Edson da Cruz Santana, conhecido por “Nego”, de 24 anos, foi assassinado com pelo menos três tiros em sua residência na manhã de quarta-feira, 31, na Vila Facão
Homem foi morto com três tiros na Vila Facão, em Rebouças. Foto: Polícia Civil/Divulgação
A Polícia Civil de Rebouças acredita que uma dívida com traficantes possa ter causado a morte do jovem Edson da Cruz Santana, conhecido por “Nego”, de 24 anos, na manhã desta quarta-feira, 31. Ele foi assassinado com três tiros em sua residência na Vila Facão.
A afirmação foi feita pelo delegado Thiago França Nunes, que assumiu a Delegacia de Rebouças na última quarta-feira, em entrevista à Najuá na quinta-feira. “As investigações se aproximam da situação envolvendo tráfico de drogas. Ainda não se sabe se é uma dívida, mas provavelmente é, pelo que uma testemunha disse. Nós já temos um suspeito, mas não podemos identificá-lo”, frisou.

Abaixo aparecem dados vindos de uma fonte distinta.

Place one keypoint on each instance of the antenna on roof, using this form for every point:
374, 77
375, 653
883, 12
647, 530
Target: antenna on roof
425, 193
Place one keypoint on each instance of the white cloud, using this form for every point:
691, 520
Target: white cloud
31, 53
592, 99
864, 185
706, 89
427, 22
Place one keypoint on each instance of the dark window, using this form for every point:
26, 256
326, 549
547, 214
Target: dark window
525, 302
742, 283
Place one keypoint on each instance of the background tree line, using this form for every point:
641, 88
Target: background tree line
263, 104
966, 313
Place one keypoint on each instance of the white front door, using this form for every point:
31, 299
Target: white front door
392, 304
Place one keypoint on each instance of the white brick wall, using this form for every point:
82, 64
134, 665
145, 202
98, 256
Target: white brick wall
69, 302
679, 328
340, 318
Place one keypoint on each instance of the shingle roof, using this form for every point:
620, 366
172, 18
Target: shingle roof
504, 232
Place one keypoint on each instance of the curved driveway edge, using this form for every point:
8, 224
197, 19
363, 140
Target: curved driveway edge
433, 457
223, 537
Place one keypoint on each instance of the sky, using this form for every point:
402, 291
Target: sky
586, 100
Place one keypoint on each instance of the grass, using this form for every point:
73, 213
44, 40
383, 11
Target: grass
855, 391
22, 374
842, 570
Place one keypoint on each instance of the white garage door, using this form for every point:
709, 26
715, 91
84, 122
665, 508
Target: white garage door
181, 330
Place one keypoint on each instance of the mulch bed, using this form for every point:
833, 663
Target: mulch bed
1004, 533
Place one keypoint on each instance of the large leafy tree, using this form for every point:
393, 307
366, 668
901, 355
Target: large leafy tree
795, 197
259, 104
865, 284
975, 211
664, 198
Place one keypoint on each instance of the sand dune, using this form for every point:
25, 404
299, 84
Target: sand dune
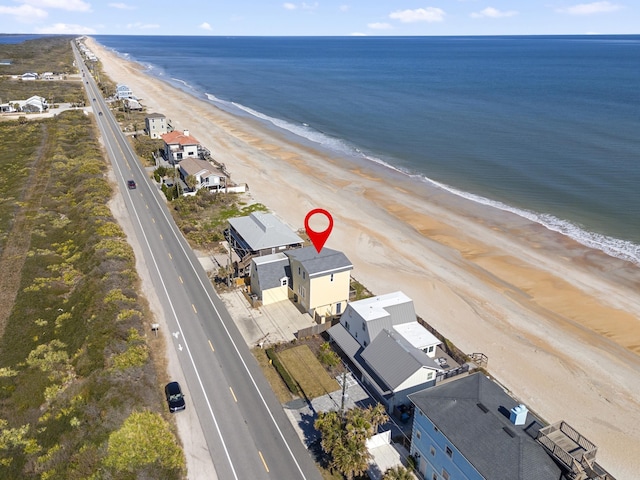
559, 322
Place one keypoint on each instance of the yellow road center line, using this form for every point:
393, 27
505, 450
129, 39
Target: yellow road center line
263, 462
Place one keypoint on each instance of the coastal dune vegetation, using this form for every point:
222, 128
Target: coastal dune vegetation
80, 389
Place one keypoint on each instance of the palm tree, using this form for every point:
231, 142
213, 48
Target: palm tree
329, 424
351, 457
358, 425
377, 416
398, 473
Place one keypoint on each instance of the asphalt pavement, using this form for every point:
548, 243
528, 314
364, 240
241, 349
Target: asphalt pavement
246, 430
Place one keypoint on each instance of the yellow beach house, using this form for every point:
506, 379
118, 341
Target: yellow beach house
319, 281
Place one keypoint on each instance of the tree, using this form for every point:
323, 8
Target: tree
344, 438
351, 457
191, 181
398, 473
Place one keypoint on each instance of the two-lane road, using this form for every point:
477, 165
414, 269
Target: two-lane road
247, 432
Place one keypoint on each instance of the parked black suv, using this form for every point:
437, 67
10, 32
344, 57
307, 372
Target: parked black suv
175, 398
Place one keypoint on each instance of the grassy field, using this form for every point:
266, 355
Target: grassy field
305, 368
79, 391
48, 54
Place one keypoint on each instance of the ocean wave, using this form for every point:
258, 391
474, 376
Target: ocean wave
614, 247
303, 130
182, 82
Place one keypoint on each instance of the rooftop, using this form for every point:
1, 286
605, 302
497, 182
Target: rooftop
417, 335
375, 307
263, 230
179, 138
394, 359
327, 261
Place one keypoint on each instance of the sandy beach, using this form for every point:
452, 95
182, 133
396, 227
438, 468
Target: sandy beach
559, 322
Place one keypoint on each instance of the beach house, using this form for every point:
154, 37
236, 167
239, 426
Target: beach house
179, 145
392, 353
320, 281
258, 234
365, 319
123, 92
155, 125
204, 173
270, 276
470, 429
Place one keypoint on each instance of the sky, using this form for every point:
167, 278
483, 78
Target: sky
322, 17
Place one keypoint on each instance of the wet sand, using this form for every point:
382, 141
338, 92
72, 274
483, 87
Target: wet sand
559, 322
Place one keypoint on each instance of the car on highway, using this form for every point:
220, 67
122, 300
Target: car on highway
175, 398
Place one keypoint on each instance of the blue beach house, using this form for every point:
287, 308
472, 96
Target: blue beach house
470, 429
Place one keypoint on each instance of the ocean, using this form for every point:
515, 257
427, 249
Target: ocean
546, 127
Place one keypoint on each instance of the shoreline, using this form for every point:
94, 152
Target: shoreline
557, 320
626, 249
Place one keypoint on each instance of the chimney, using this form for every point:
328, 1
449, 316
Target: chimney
519, 415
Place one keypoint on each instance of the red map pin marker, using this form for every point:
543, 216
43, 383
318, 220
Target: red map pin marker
318, 238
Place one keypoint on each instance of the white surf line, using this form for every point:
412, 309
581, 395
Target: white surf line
179, 238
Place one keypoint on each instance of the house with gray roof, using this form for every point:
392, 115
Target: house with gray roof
259, 234
156, 125
270, 278
395, 368
320, 281
366, 318
471, 429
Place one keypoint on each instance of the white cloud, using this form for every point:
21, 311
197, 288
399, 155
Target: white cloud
379, 26
429, 14
143, 26
590, 8
122, 6
23, 13
66, 28
491, 12
70, 5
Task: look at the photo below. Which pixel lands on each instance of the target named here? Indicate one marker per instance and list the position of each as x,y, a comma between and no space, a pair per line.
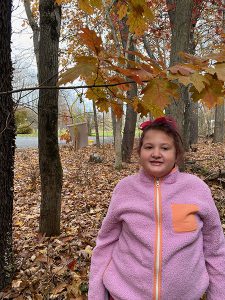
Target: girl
161,238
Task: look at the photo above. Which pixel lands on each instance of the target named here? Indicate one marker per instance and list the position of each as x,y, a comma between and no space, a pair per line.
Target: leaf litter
58,267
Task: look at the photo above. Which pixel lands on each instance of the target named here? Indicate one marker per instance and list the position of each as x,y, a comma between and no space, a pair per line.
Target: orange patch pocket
183,216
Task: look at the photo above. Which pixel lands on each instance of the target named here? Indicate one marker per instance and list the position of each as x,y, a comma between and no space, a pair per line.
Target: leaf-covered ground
57,267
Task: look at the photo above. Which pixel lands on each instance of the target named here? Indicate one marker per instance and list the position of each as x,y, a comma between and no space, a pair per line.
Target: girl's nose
156,153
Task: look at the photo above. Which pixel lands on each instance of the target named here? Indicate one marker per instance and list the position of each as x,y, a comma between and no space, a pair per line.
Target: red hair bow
161,120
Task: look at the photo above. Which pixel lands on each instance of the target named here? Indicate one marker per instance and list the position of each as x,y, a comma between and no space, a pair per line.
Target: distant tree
7,146
49,159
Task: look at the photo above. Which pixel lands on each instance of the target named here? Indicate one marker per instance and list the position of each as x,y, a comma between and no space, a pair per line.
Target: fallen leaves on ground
57,267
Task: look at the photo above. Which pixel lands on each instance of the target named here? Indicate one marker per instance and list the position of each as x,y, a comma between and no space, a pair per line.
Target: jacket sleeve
106,240
214,251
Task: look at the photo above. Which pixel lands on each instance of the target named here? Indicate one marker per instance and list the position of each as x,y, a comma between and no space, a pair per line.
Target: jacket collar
168,179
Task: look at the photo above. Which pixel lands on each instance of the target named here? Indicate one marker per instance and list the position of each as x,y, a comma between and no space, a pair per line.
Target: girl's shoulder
128,180
193,180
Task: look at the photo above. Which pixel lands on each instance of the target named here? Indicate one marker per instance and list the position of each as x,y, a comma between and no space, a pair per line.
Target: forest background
133,59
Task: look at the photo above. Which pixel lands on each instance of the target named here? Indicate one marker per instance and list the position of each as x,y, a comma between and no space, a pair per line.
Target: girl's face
158,153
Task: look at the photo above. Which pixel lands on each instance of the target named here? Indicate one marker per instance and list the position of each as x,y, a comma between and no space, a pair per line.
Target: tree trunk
7,146
96,125
219,113
118,141
129,128
219,124
193,105
35,28
49,159
131,118
194,123
180,20
113,117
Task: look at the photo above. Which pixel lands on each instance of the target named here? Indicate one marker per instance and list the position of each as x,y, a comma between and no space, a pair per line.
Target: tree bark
193,105
131,119
118,141
180,19
7,146
49,159
35,28
219,112
96,125
219,124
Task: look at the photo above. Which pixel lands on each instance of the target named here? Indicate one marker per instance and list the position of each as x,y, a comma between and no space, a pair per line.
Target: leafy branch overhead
158,84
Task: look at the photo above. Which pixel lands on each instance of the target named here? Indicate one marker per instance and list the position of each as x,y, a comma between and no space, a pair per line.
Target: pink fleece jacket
159,241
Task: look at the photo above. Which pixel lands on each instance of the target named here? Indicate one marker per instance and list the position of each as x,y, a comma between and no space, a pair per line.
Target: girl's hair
167,125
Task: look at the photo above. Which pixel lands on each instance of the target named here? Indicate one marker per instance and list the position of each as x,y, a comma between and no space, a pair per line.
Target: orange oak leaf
91,40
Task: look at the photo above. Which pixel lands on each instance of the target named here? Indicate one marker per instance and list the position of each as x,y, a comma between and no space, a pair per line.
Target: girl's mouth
156,163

Foram feitas oitivas, análises de dados e diligências durante a manhã desta quinta-feira. Durante a mobilização, duas testemunhas, de 24 e 32 anos, disseram aos investigadores que retiraram um celular e drogas da casa após pedido de uma terceira pessoa, que está em Curitiba, e também foi indiciada pela Polícia Civil pelo crime de fraude processual. “Elas [essas pessoas] foram confrontadas com a verdade e confessaram que retiraram um aparelho celular que pertencia à vítima e também algumas drogas que estavam no local, e esconderam da polícia. Portanto, assim que eu identifiquei isto e, diante da confissão, dei voz de prisão em flagrante pelo crime de fraude processual e não pelo homicídio em si. São pessoas que estavam ali atuando para atrapalhar as investigações por estarem envolvidas com o tráfico de drogas. Este foi o motivo delas terem tirado o aparelho celular e as drogas do local”, frisou o Delegado.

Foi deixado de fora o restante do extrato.